The little lonely house stood as always. In one window the eight candles burned for the Old Man in the Woods but the mug of cream stood empty and only a few crumbs from the cake were left on the plate.

All at once the candles died. Their flames never flickered, it was simply that one moment they were burning bright and the next moment they were out, and the window was a black square in the house’s face.

Something pushed up in the ground beneath his foot.

Hans stared down, sweating.

A thing like an arm, long and dark, was growing between his feet. It stretched across the Road to the house, seeking here and there. The thing split into two further arms, then three, then eight. It looked like a young tree casting out branches. But it grew as fast as a man could climb a ladder. In moments the branches reached the window to his attic room. The branches clawed at the open window and crept inside.

Other trees were growing up around the house. The wicken-things burst up out of the Road and yard. Their branches twined about the wood-shed. They split Father’s tool-shed in two and wreathed about the house like ivy. They moved too fast. Hans had to jump aside as they sprang up about him. The branches clutched and grabbed him.

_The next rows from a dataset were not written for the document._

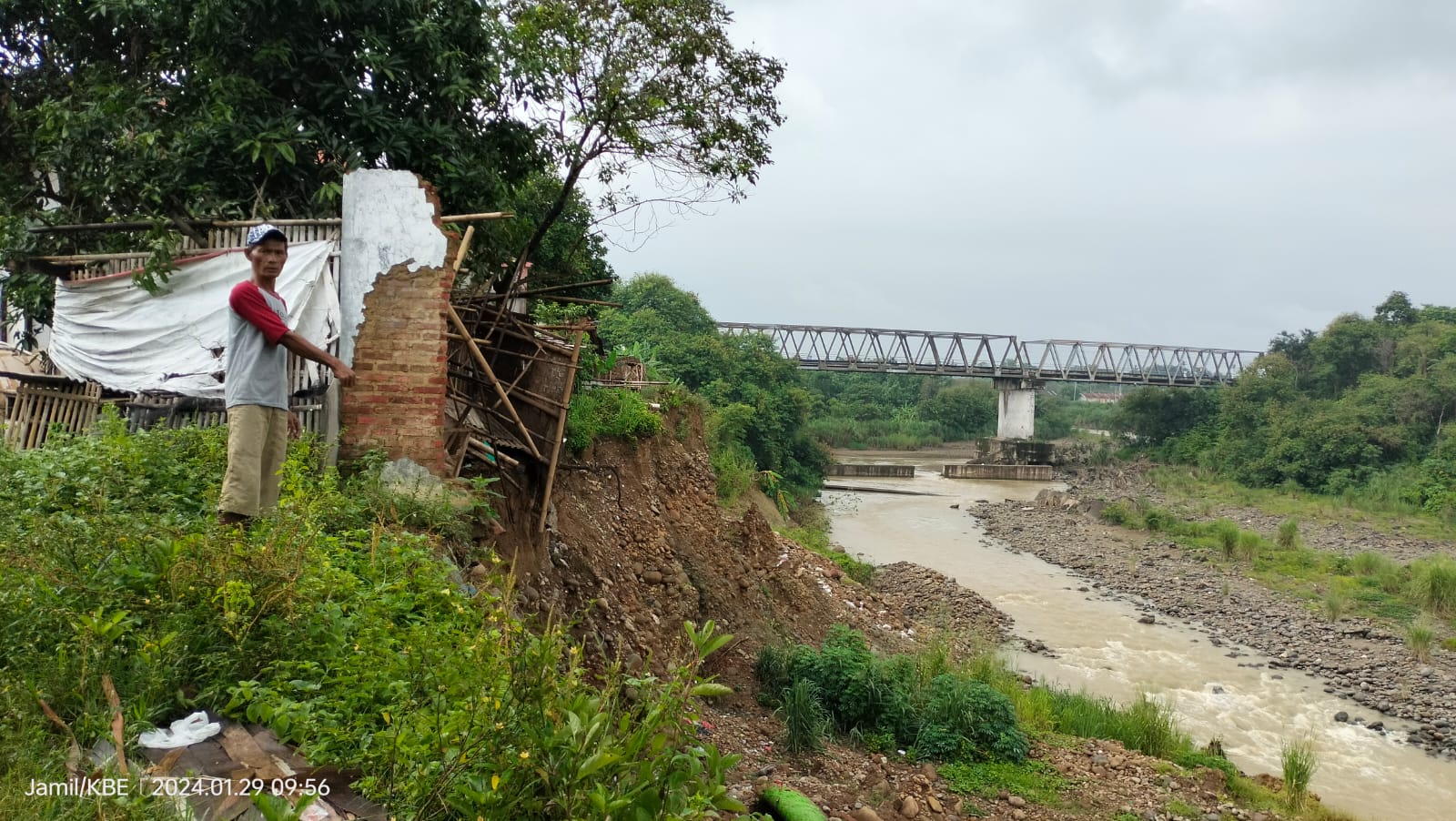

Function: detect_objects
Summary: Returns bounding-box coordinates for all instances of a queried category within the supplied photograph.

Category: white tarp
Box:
[49,241,339,399]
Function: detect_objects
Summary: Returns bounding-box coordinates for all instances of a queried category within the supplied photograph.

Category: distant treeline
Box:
[1109,291,1456,515]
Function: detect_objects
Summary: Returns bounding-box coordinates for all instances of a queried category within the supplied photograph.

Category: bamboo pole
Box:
[483,279,612,301]
[440,211,515,223]
[536,329,584,532]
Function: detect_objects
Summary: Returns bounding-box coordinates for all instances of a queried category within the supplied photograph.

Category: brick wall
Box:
[339,256,454,474]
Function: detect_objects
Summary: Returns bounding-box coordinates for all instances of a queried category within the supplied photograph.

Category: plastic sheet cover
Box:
[49,241,339,399]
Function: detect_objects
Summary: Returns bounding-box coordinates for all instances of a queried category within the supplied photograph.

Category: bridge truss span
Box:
[718,323,1259,387]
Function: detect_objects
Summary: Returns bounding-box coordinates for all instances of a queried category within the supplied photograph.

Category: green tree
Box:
[0,0,541,231]
[505,0,784,278]
[920,380,1001,440]
[1109,387,1218,445]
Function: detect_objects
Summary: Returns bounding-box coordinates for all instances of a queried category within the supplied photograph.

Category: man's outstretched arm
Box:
[278,330,354,387]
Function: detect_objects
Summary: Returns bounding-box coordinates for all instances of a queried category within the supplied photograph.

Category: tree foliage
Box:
[600,274,828,495]
[505,0,784,275]
[1141,291,1456,511]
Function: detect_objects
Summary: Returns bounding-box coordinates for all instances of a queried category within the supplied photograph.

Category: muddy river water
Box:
[823,460,1456,821]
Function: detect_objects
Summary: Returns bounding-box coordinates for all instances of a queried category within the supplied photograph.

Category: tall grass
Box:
[1053,692,1192,758]
[1410,556,1456,617]
[1350,551,1400,576]
[777,678,828,755]
[1213,518,1239,559]
[1277,518,1299,551]
[1405,622,1436,663]
[1279,736,1320,809]
[1238,530,1264,565]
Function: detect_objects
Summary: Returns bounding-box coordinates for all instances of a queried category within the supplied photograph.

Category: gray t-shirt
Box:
[223,281,288,410]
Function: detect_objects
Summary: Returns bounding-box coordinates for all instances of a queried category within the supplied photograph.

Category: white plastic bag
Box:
[136,712,223,750]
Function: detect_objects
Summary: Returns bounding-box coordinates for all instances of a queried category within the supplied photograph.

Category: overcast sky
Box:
[600,0,1456,350]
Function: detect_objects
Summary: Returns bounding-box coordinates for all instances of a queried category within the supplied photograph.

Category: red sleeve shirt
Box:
[228,282,288,345]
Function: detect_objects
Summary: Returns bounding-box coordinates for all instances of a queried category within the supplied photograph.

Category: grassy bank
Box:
[755,626,1350,821]
[1148,467,1456,540]
[1101,500,1456,634]
[0,416,738,819]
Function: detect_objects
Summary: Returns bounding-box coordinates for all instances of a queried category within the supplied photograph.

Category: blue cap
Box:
[245,223,288,248]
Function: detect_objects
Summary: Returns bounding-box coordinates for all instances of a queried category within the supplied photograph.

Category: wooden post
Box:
[536,329,584,532]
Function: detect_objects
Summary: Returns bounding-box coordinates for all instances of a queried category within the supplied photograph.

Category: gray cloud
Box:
[613,0,1456,348]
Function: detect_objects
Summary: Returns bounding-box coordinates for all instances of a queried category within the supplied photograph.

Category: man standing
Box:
[217,223,354,524]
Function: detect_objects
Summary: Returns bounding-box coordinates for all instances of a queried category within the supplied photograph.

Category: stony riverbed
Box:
[966,480,1456,760]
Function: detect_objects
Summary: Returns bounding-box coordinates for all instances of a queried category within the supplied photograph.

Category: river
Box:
[823,460,1456,821]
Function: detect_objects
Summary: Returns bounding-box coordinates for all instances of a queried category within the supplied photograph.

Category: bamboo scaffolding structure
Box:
[536,330,584,532]
[450,391,546,447]
[27,211,515,234]
[446,226,543,459]
[466,437,521,467]
[479,279,612,303]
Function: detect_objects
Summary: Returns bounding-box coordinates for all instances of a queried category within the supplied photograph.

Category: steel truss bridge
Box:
[718,321,1261,387]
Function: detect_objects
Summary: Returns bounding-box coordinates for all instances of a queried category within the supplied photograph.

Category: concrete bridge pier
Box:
[992,377,1043,440]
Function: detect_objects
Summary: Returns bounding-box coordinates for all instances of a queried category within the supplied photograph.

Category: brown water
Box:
[823,460,1456,821]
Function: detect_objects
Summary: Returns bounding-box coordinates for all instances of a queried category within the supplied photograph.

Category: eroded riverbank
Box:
[825,476,1456,819]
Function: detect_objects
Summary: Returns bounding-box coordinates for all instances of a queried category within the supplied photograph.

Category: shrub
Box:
[0,415,743,818]
[1238,530,1264,563]
[1279,738,1320,809]
[776,678,828,755]
[1054,692,1189,758]
[1350,551,1396,576]
[1410,556,1456,617]
[755,624,1029,761]
[1213,518,1239,559]
[566,387,662,452]
[1101,502,1143,530]
[1405,622,1436,663]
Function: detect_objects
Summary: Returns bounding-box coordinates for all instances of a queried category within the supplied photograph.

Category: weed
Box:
[1054,692,1191,758]
[1236,530,1264,565]
[1168,799,1203,818]
[1320,587,1350,623]
[1213,518,1239,559]
[757,624,1029,761]
[937,761,1072,806]
[1410,556,1456,617]
[1405,620,1436,663]
[566,387,662,452]
[1279,736,1320,809]
[1276,518,1300,551]
[776,678,828,755]
[1350,551,1395,576]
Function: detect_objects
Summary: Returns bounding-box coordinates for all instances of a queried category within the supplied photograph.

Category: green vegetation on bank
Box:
[755,624,1349,821]
[1101,500,1456,634]
[599,274,828,502]
[1112,291,1456,525]
[805,372,1111,450]
[0,413,737,819]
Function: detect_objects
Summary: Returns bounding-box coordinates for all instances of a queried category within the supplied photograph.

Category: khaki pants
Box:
[217,405,288,517]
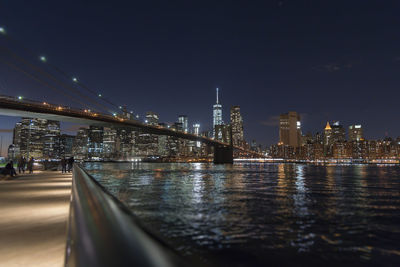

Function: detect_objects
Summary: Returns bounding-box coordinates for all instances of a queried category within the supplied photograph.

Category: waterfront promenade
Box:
[0,171,72,266]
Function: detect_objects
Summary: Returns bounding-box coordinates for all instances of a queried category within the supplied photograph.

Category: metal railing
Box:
[65,164,187,267]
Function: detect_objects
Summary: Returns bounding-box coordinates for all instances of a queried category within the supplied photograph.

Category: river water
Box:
[85,163,400,266]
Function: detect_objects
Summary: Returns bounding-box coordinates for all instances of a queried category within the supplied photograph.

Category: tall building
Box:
[178,115,189,133]
[349,125,364,141]
[193,123,200,135]
[231,106,244,146]
[324,121,332,146]
[193,123,201,147]
[13,118,60,159]
[43,120,61,159]
[88,125,104,160]
[60,134,75,158]
[145,111,158,125]
[72,127,89,160]
[279,111,301,147]
[331,121,346,144]
[213,88,223,138]
[215,124,231,144]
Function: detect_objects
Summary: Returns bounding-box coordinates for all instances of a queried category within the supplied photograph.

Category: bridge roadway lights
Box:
[214,145,233,164]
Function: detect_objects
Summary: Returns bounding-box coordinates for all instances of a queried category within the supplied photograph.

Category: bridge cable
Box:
[3,33,128,114]
[0,58,91,107]
[0,45,112,113]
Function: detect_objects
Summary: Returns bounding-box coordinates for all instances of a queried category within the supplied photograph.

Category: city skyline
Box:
[0,1,400,155]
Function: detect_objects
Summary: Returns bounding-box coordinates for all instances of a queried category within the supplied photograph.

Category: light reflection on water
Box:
[86,163,400,266]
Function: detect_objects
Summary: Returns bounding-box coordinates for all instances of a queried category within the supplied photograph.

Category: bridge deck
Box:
[0,172,72,266]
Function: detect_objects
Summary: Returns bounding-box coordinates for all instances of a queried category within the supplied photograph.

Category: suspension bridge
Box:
[0,27,264,163]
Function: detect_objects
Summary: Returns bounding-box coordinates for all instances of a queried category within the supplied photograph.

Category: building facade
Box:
[231,106,244,146]
[279,111,301,147]
[213,88,223,138]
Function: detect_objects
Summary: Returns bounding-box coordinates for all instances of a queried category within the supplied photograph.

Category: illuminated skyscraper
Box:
[144,111,158,125]
[178,115,189,133]
[324,121,332,146]
[193,123,201,147]
[193,123,200,135]
[279,111,301,147]
[231,106,244,146]
[349,125,364,141]
[213,88,223,138]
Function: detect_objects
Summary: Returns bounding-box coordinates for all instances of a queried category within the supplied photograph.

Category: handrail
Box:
[65,164,187,267]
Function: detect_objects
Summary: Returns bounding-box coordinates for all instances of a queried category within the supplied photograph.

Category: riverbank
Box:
[0,171,72,266]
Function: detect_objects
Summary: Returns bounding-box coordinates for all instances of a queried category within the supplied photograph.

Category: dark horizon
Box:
[0,1,400,155]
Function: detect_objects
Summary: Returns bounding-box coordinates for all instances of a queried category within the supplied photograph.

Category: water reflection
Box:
[87,163,400,266]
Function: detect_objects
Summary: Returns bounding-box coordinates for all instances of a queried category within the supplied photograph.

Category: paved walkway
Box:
[0,171,72,266]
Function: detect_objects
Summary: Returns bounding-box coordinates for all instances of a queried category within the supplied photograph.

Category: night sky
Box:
[0,0,400,154]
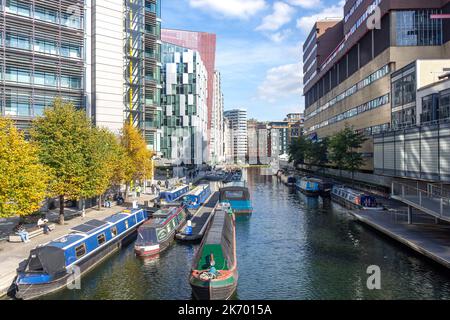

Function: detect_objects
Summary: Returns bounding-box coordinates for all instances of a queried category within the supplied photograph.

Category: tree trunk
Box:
[59,195,64,225]
[98,195,102,211]
[124,183,130,202]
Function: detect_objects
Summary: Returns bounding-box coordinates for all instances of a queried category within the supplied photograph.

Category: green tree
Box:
[31,98,93,224]
[329,127,367,184]
[0,118,49,218]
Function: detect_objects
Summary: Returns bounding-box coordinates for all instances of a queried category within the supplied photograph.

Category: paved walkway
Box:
[0,194,155,296]
[350,211,450,268]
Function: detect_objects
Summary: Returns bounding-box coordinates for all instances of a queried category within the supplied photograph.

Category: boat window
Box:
[75,243,86,259]
[111,227,117,238]
[97,233,106,246]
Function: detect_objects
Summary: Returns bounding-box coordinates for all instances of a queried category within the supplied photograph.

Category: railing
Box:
[392,182,450,221]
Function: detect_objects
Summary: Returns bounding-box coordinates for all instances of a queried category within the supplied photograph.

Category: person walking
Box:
[14,223,30,243]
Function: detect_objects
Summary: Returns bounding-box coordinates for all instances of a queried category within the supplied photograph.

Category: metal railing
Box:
[392,182,450,220]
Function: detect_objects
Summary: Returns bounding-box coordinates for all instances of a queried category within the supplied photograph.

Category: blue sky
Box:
[162,0,344,121]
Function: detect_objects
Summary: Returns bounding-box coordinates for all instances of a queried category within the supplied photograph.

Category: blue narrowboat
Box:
[295,177,322,196]
[14,209,147,300]
[159,184,189,203]
[219,182,253,216]
[183,184,211,209]
[331,186,384,210]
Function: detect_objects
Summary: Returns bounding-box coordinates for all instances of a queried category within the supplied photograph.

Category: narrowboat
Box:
[14,209,147,300]
[281,173,297,187]
[189,204,238,300]
[159,184,189,204]
[183,184,211,209]
[134,206,187,257]
[331,186,384,210]
[295,177,322,196]
[219,182,253,215]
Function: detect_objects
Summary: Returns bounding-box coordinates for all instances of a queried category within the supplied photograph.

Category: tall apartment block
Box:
[224,109,248,163]
[0,0,85,128]
[303,0,450,170]
[161,29,216,161]
[210,71,225,163]
[0,0,161,150]
[161,42,208,165]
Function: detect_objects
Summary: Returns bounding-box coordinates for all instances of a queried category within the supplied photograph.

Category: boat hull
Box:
[13,229,137,300]
[189,271,238,300]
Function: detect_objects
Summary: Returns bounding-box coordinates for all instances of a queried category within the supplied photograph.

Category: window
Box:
[97,233,106,246]
[394,10,443,46]
[75,243,86,259]
[111,227,117,238]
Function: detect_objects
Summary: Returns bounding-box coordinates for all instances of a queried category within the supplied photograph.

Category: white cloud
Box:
[287,0,322,9]
[189,0,267,19]
[256,1,295,31]
[258,63,303,103]
[297,0,345,34]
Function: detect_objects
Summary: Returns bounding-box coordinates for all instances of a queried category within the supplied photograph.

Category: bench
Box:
[8,223,56,243]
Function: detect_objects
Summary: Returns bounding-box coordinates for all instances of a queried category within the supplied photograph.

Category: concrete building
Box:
[161,42,208,166]
[210,70,225,163]
[161,29,216,160]
[223,117,234,164]
[304,0,450,171]
[0,0,85,129]
[0,0,161,149]
[224,109,248,164]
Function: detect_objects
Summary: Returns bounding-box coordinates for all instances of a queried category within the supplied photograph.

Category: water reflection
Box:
[47,170,450,300]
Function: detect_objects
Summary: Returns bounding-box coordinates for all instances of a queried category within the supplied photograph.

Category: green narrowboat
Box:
[189,204,238,300]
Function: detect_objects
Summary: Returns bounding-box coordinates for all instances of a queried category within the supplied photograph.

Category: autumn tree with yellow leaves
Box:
[120,123,153,197]
[0,118,49,218]
[31,99,125,224]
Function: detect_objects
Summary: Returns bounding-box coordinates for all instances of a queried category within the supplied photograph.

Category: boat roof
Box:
[165,184,189,193]
[141,207,182,229]
[205,210,228,244]
[44,209,142,249]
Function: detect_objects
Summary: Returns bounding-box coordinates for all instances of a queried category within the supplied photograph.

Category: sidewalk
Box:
[0,194,155,297]
[349,210,450,268]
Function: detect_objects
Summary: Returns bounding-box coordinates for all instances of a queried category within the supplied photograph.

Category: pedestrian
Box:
[14,222,30,243]
[37,217,50,234]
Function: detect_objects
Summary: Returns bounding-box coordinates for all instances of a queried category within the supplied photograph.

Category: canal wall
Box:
[349,211,450,268]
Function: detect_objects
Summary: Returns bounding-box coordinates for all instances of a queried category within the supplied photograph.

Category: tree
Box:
[0,118,49,218]
[81,128,123,209]
[329,127,367,184]
[121,123,153,198]
[31,98,92,224]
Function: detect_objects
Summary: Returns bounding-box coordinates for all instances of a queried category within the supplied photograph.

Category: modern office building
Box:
[0,0,85,128]
[210,70,225,163]
[304,0,450,170]
[161,29,216,160]
[0,0,161,149]
[161,42,208,165]
[269,121,289,156]
[224,109,248,164]
[375,67,450,184]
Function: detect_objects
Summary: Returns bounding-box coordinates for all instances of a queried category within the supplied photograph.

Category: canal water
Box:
[46,169,450,300]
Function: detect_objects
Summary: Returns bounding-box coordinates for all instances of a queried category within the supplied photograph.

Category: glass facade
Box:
[393,9,443,46]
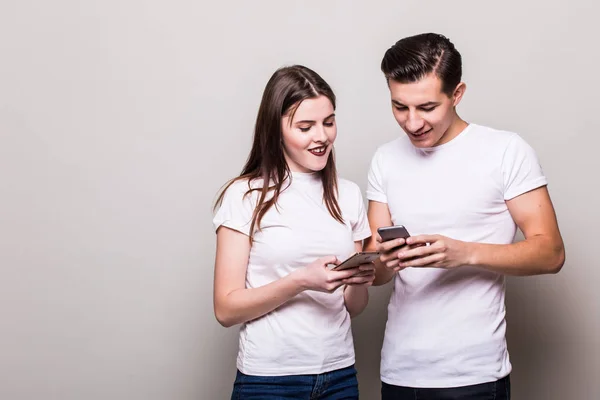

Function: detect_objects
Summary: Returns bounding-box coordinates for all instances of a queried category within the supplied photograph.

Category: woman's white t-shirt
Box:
[213,172,371,376]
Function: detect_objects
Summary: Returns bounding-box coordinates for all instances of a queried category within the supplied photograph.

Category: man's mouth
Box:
[410,128,433,138]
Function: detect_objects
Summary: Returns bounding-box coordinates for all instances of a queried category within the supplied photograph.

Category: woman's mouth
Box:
[308,145,327,157]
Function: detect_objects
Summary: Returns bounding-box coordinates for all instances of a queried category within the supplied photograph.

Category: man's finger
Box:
[396,246,436,262]
[406,235,439,246]
[398,253,443,268]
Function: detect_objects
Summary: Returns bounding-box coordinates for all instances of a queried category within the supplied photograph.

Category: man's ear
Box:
[452,82,467,107]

Crack! The attic wall burst open. Great black branches sprang out through the splintered wood. More branches broke through the rooftop. The house was cracked to pieces, shattered by a hundred branches that tore it from inside and out.

He smelled the nasty stink of burning hair and heard two high squeals. He knew his sisters’ voices.

‘Gerta! Guda!’ Hans started toward the house but roots caught his feet and tripped him. He sprawled across the Road.

He heard a drawn-out groaning, mounting to a cry.

‘Uhhhh – ahhhh – ai–’

It was his Mother’s voice.

‘Mother!’

The cry rose to a scream. Hans struggled to rise against the roots and branches.

‘Eeee-ach!’

The scream cut off, sharply, dreadfully. The squeals died too.

‘Mother! Mother, I’m here!’

He fought the branches off and got back on his feet. He pushed toward the house. The wicken-trees grew thickest there. They rose over his head as thick as hedgerows all around.

‘Mother! Father! Help!’

No answer came. By now he could scarcely see the house through the tangled mat of branches, leaves, and trunks. He squeezed through two trees, wriggled under a mass of branches. It was like crawling through briers. There was no way he could reach the house. Wicken-roots and wicken-branches wove about him. They grew thicker and thicker, tightening and squeezing. He wormed through the largest opening he could find, a thing no bigger than his fist. Scratched and bleeding, his nightshirt in tatters, he tumbled at last out onto open grass. He lay there gasping.

A new tree sprouted underneath him. He leaped aside and raced away. He ran up the Road. He didn’t look back.

When he could go no farther he fell onto the grass, panting and wheezing and shaking all over.